As you can see, a single overall concept can lead to a constantly evolving series of pieces for clients, each tailored to the environment of the house and the functional needs for illumination. It is part of the fun of doing this work – the creativity is endless and fruitful, the results of all this effort making such a huge difference in the lives of people.

March 1, 2015

Fresh Logs and Aged Logs

My last post was about the delivery of wonderful new logs. After I wrote that, I thought it might be worth explaining more about how and why I keep so many logs on hand.

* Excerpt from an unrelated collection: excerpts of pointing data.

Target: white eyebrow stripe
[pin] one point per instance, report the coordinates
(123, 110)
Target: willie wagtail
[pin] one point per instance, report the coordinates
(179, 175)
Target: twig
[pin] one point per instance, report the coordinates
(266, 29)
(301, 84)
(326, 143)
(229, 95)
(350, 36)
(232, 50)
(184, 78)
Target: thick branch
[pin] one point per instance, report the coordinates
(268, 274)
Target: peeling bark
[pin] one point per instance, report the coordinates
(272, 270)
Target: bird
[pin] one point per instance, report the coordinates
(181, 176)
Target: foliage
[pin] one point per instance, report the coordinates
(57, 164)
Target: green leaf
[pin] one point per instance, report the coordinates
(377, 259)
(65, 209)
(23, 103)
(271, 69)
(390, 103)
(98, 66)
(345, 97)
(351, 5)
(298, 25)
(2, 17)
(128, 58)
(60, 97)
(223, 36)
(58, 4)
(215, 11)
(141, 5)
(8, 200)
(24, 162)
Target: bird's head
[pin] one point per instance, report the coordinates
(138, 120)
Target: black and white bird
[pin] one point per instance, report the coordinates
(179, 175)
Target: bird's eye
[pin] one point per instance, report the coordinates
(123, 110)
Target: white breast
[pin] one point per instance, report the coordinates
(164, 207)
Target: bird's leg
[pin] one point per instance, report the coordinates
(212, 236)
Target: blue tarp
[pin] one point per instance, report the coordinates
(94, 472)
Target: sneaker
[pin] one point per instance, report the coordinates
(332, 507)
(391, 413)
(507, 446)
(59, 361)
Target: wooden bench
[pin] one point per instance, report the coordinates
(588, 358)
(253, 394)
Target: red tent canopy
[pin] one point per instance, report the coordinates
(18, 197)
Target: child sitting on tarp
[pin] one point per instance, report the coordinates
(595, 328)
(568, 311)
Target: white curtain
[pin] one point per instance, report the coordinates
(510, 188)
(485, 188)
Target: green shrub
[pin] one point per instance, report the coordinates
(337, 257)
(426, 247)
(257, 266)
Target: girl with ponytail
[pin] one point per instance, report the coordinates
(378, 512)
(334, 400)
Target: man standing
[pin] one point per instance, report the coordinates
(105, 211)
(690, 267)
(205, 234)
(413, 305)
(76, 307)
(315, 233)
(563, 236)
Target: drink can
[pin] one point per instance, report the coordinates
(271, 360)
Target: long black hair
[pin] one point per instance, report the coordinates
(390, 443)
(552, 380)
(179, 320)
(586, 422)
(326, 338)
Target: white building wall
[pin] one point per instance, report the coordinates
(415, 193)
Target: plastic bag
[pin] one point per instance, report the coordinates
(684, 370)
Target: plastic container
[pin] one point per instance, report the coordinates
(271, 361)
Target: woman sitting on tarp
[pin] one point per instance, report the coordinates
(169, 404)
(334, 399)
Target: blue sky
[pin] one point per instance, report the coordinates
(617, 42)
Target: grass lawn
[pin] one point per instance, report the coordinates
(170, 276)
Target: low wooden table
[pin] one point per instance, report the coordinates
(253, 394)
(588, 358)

When I first started making my lampshades almost 25 years ago, I always worked with freshly cut logs. That is what was available – in fact the first shades were from a tree right behind my garage. When I got wood from someone else, usually I would go cut down a single tree, cut that in to 20-24" sections, roll those out of the woods and on to my flatbed trailer. It was a huge physical effort, and I would work very hard to use all the sections of the tree pretty quickly. If I waited too long, there might be cracks that would form on the ends, making them unusable. The shades I made this way were essentially yellow in color, with beautiful annual ring patterns.

"Clear-look" Mini-Pendant
That method worked when I was 40 years old, and making 20-40 shades per year. And it worked because I was only making small-to-medium sized shades. But even then, I gradually started to notice that if I left a section of log in a moist and shady place for a month or two, some hints of dark streaks would show in the wood. That looked so cool, and I also noticed that my clients like it more.  I started to buy whole logs from loggers and foresters. They would usually be delivered to me on a "cherry picker," which is the logging trucks you see with the big articulating grappling arm on the top. This is much easier on my physically, and it allowed me to obtain some beautiful logs, including some really big ones. I quickly discovered that I could keep and "age" these logs for any months, sometimes even over a year. And the results were spectacular:
Moderately streaked shade, perhaps aged 5 months

This shade was aged over a year, and has insect tunnels caused by little ants
Here is the difference in what the logs look like. The first image is a freshly cut log, the second one is a log that is aged for about a year. 
A freshly cut log
Log that was aged for about 12 months
You might think that the aging of the logs would make them dry out, but actually it is only the few inches on the ends of the logs that get dry, the rest of the log is still soaking wet after many months. And that wetness of the wood attracts fungi, which is what creates the streaked patterns in the wood. After I make the lampshade, the wood dries out completely, and the fungi dies away, only the beauty of the random "artwork" of these microscopic organism remains. Of course if I wait too long, the aging process will become destructive of the wood. The fungus will eventually start to rot the wood. 

It is an amazing process. I have very little control over what the streaking will look like. I only know that it will happen if I am patient and attentive. As is so evident in our world, nature is remarkable!